As reported by the NY Post, Pelosi is now part of the growing voices of Democrats who say they want an independent probe to delve into the accusations of misconduct made against Gov. Cuomo by two of his former staffers. “The women who have come forward with serious and credible charges against Governor Cuomo deserve to be heard and to be treated with dignity,” Pelosi said in a statement. “The independent investigation must have due process and respect for everyone involved.”
The third term governor has just recently agreed to allow state Attorney General Letitia James to appoint an outside investigator for the probe. Originally, on Saturday, his senior adviser Beth Garvey said that the administration had selected former federal Judge Barbara Jones to lead the inquiry. That statement quickly drew disapproval from bipartisan politicians, who said that Cuomo cannot direct his own investigation. Critics also pointed out that Jones had previously worked closely with lawyer and key Cuomo adviser, Steve Cohen.

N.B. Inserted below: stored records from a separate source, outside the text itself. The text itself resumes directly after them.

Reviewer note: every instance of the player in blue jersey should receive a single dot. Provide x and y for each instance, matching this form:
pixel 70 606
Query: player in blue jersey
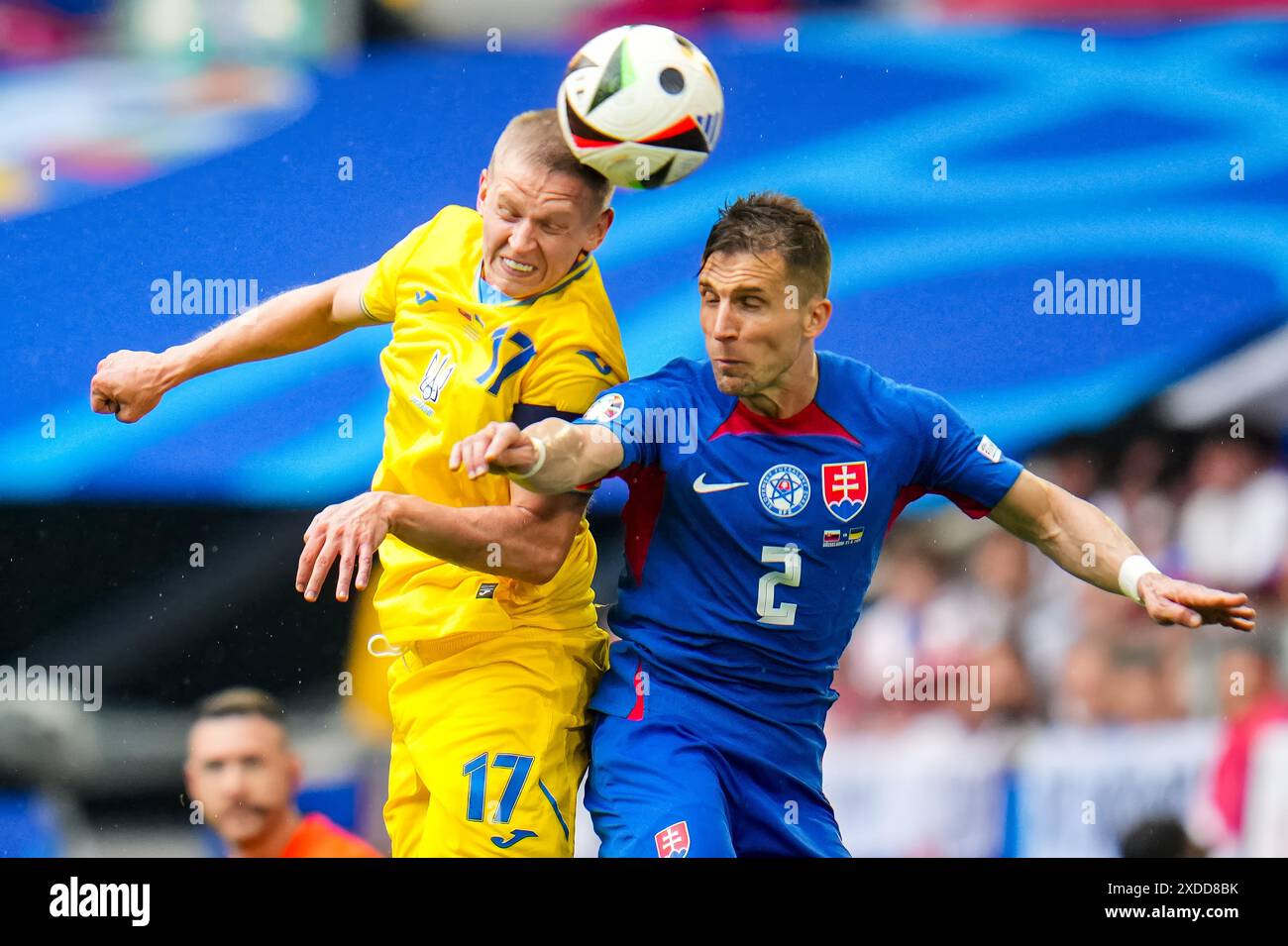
pixel 763 484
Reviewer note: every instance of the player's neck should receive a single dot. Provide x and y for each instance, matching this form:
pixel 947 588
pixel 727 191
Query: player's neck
pixel 271 842
pixel 791 394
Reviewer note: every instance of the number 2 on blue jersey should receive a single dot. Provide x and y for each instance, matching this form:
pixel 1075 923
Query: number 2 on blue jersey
pixel 784 614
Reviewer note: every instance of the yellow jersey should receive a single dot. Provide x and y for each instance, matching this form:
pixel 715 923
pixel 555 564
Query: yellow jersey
pixel 455 364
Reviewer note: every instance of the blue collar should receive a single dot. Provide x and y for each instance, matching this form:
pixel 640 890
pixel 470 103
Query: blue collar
pixel 488 293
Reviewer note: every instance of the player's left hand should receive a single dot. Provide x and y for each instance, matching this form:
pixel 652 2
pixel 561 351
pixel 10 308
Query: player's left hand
pixel 1172 601
pixel 348 532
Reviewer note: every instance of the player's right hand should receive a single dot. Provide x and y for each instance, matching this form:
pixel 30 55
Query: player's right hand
pixel 498 448
pixel 128 383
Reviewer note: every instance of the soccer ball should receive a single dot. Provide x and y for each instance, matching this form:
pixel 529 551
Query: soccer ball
pixel 642 106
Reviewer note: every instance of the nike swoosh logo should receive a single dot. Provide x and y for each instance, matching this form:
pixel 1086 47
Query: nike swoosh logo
pixel 700 485
pixel 515 837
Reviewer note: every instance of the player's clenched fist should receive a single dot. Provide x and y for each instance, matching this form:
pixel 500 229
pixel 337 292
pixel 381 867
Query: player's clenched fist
pixel 497 447
pixel 128 383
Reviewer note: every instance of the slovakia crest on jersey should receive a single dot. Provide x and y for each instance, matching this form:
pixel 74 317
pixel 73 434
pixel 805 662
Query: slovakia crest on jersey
pixel 674 841
pixel 845 488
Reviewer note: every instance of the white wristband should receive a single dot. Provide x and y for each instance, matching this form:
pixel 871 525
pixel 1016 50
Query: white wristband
pixel 536 468
pixel 1129 575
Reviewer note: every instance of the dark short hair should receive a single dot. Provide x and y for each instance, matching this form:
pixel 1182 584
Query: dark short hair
pixel 771 222
pixel 535 137
pixel 241 700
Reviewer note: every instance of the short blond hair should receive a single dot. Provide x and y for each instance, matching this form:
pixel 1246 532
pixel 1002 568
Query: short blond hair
pixel 536 138
pixel 241 700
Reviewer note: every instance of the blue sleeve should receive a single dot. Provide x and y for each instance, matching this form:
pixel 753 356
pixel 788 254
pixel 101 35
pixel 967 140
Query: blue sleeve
pixel 627 409
pixel 956 461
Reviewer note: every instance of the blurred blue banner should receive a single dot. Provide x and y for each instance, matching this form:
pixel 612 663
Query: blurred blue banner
pixel 952 170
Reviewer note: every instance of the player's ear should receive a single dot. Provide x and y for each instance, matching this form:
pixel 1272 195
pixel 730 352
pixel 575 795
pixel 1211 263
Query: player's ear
pixel 600 231
pixel 816 318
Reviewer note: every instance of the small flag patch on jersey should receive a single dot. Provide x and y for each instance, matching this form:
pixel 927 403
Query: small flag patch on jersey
pixel 990 450
pixel 833 538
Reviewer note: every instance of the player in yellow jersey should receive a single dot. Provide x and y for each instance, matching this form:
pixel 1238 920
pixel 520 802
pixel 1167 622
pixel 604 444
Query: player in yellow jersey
pixel 498 313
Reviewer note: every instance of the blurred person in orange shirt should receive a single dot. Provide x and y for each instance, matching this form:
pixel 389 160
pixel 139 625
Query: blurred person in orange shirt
pixel 244 774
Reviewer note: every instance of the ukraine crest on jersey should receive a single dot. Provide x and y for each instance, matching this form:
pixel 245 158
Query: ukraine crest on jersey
pixel 462 356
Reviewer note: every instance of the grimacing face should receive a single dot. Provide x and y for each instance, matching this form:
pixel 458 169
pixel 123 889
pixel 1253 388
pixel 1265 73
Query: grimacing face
pixel 244 773
pixel 535 226
pixel 752 332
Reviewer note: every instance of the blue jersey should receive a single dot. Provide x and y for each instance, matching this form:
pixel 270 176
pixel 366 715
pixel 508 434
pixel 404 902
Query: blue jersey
pixel 751 541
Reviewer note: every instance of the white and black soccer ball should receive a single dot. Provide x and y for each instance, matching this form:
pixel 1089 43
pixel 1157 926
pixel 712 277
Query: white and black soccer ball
pixel 642 106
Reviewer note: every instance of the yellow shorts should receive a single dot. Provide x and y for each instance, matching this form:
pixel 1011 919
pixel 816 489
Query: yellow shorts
pixel 489 744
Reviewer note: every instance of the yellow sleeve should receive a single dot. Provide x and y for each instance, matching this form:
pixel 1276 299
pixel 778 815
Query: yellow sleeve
pixel 571 374
pixel 380 296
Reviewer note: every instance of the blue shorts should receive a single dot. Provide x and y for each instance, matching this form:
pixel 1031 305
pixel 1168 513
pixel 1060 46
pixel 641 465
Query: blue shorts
pixel 661 787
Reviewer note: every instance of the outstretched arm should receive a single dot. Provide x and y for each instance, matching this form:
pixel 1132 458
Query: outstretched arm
pixel 550 456
pixel 129 383
pixel 1086 543
pixel 527 540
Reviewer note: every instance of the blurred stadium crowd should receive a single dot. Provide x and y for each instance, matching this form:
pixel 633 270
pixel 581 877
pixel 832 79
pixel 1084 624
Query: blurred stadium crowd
pixel 1175 718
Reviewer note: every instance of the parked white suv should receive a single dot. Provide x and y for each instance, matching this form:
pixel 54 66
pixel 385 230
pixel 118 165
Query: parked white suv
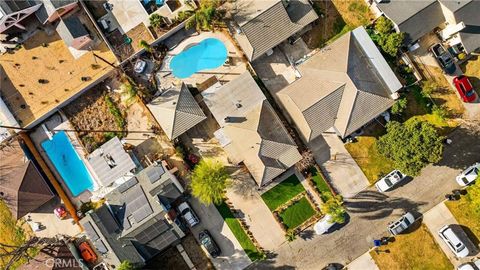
pixel 453 242
pixel 389 180
pixel 400 225
pixel 469 175
pixel 187 213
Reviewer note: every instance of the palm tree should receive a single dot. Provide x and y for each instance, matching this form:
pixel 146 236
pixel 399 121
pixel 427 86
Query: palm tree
pixel 209 181
pixel 205 17
pixel 334 207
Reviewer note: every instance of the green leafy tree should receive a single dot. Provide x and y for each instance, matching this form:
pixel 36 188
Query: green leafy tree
pixel 205 17
pixel 383 26
pixel 334 207
pixel 428 87
pixel 473 195
pixel 399 106
pixel 411 145
pixel 157 21
pixel 126 265
pixel 209 180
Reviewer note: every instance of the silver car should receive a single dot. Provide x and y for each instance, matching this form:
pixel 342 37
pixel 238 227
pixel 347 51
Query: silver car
pixel 400 225
pixel 389 180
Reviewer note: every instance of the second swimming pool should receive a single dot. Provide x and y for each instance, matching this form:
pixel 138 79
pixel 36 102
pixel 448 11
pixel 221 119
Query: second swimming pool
pixel 210 53
pixel 68 163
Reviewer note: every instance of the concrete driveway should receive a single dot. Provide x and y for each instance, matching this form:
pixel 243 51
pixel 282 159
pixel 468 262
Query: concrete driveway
pixel 371 211
pixel 233 256
pixel 440 216
pixel 338 165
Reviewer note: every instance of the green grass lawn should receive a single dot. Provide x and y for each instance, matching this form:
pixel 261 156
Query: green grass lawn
pixel 416 250
pixel 242 237
pixel 283 192
pixel 321 184
pixel 297 213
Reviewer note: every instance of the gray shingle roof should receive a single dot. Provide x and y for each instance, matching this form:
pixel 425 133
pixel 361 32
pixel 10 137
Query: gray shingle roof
pixel 256 135
pixel 177 111
pixel 110 162
pixel 343 86
pixel 262 30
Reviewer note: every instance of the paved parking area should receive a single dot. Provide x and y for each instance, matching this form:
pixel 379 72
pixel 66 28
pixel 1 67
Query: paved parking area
pixel 440 216
pixel 233 256
pixel 370 211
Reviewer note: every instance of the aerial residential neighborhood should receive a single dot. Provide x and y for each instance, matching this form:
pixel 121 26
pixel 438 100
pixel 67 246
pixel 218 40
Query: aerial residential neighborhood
pixel 240 134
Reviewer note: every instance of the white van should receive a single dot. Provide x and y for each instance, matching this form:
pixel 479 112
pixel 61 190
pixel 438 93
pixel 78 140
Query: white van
pixel 453 242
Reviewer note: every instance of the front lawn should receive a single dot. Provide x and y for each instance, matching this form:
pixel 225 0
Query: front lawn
pixel 471 68
pixel 242 237
pixel 297 213
pixel 364 152
pixel 282 192
pixel 415 250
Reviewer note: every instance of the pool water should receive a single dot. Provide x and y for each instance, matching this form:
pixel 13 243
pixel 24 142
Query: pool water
pixel 210 53
pixel 68 163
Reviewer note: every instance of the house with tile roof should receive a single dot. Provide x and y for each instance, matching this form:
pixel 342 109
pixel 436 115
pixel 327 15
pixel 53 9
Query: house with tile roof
pixel 344 86
pixel 459 19
pixel 176 110
pixel 259 26
pixel 251 132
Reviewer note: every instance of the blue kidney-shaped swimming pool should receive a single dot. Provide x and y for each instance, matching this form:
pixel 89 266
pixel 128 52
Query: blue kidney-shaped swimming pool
pixel 210 53
pixel 68 163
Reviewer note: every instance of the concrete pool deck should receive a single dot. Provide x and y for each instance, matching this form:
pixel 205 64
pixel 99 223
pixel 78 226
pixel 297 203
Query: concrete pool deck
pixel 226 72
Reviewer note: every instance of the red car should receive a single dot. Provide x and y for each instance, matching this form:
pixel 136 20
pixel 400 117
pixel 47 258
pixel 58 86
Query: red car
pixel 87 253
pixel 465 88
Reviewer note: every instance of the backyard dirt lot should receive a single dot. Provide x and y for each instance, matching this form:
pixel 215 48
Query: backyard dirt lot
pixel 43 73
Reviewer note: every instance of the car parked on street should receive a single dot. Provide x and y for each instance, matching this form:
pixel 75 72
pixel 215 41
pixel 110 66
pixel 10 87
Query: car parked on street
pixel 209 244
pixel 400 225
pixel 475 265
pixel 444 58
pixel 390 180
pixel 453 241
pixel 465 88
pixel 188 215
pixel 323 225
pixel 469 175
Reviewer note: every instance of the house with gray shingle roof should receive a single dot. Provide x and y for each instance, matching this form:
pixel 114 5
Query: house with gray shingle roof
pixel 136 223
pixel 344 86
pixel 259 26
pixel 176 110
pixel 251 131
pixel 417 18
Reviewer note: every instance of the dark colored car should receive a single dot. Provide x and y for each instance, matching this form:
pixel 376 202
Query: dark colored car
pixel 209 244
pixel 465 88
pixel 444 58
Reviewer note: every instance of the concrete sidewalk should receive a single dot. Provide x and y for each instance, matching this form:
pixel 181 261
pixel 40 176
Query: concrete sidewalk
pixel 440 216
pixel 364 262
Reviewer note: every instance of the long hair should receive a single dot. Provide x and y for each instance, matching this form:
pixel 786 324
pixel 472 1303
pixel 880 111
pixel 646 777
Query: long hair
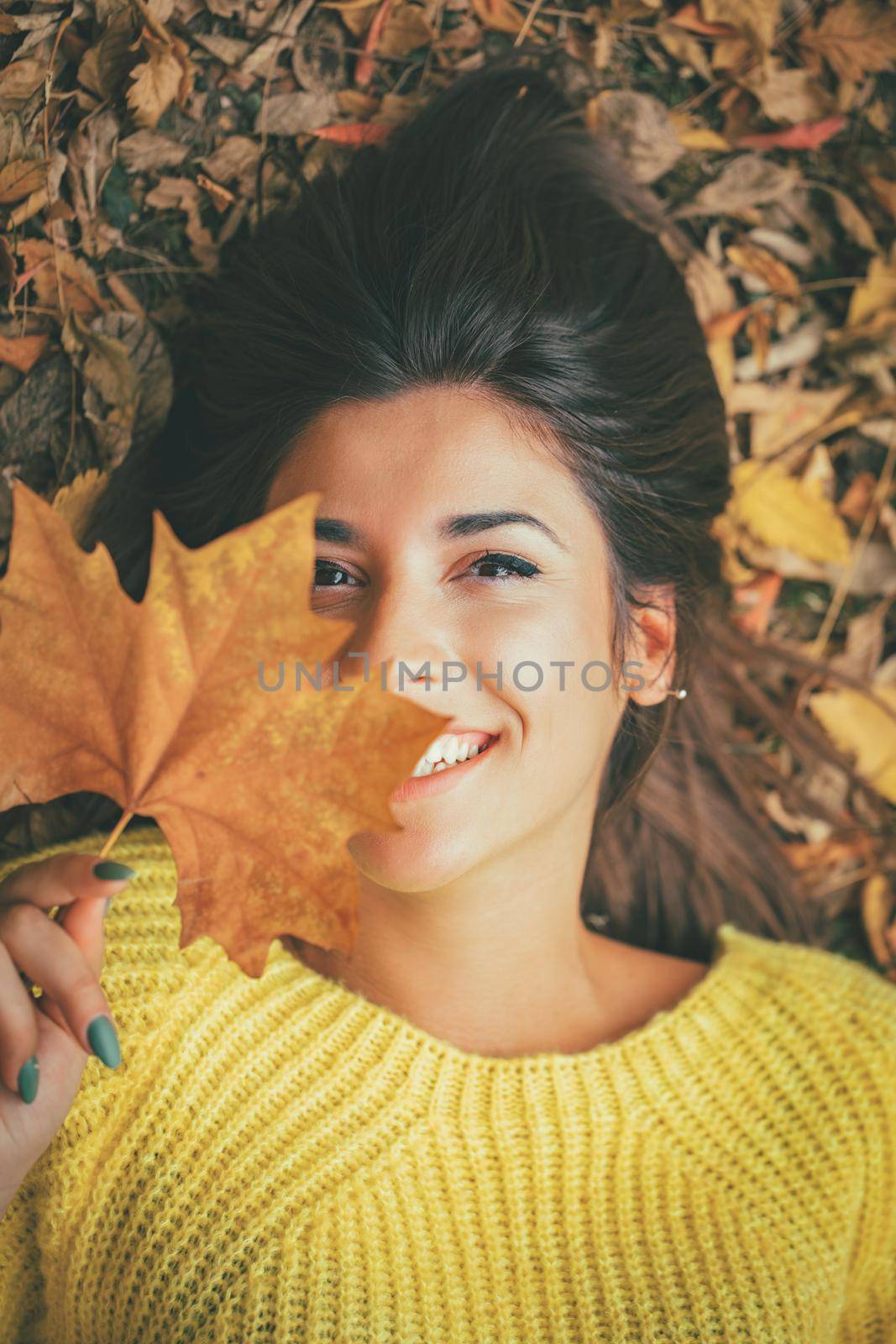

On Sunday morning, the chorus of reproach intensified, with several NY lawmakers, including Democratic Rep. Alexandria Ocasio-Cortez and Sen. Kirsten Gillibrand, declaring the importance of an unbiased investigation. “These allegations are serious and deeply concerning,” Gillibrand (D-NY), said in a statement. “As requested by Attorney General James, the matter should be referred to her office so that she can conduct a transparent, independent and thorough investigation with subpoena power.” It was following these comments, that the Cuomo administration accepted James’s request for her office to appoint an independent investigator, as prescribed by law.
Later on Sunday, the governor issued an apology trying to explain the allegations. “At work sometimes I think I am being playful and make jokes that I think are funny. I do, on occasion, tease people in what I think is a good natured way,” Cuomo said in a statement. “I now understand that my interactions may have been insensitive or too personal and that some of my comments, given my position, made others feel in ways I never intended,” he added. “I acknowledge some of the things I have said have been misinterpreted as an unwanted flirtation. To the extent anyone felt that way, I am truly sorry.”
On Monday morning, on Hot 97 radio show, Mayor Bill de Blasio ripped the governor’s statement. “Who the hell tries to explain that by saying I was just joking around,” said Mayor de Blasio.